Generally when Unmanned Aerial Vehicles (UAVs), otherwise known as drones, hit the headlines the story relates to their use on the battlefield. The recent innovations in unpiloted aircraft, however, also offer many entirely prosaic possibilities.
Security detail, package delivery and non-military reconnaissance work could all be carried out by drones and it is with these purposes in mind that researchers from Sheffield University have just created the first ever 3D printed drone, which, they say, can be fired off for a material cost of just £5.50 in less than a day.
The 1.5 metre wide prototype UAV was created on a Stratasys Fortus 900 MC FDM device and completed its first test flight as a glider. The next step is to develop an electronic ducted fan propulsion system that they can incorporate into the airframe, which can then be controlled using GPS by a user wearing goggles that give them a first person view from the drone.
Additive Manufacturing Development Engineer in the group Mark Cocking explains:
All parts required for the airframe can be combined onto a single build within our Fortus 900, taking less than 24 hours with ABS-M30 material.
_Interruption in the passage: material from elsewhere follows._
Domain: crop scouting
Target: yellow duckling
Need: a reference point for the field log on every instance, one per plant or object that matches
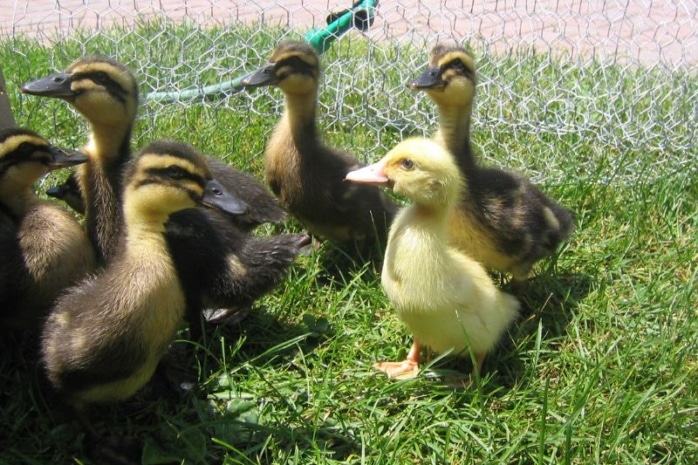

Before design for additive manufacturing optimisation, this airframe would take over 120 hours to produce.
Project leader Dr. Garth Nicholson further explains the team’s plans for the UAV:
Following successful flight testing, we are working to incorporate blended winglets and twin ducted fan propulsion. We are also investigating full on-board data logging of flight parameters, autonomous operation by GPS, and control by surface morphing technology. Concepts for novel ducted fan designs are also being investigated.
They are also investigating the possibility of printing the drone in nylon instead of the thermoplastics currently used that, while adding nothing to the 2 kg weight, will make the UAV 60% stronger.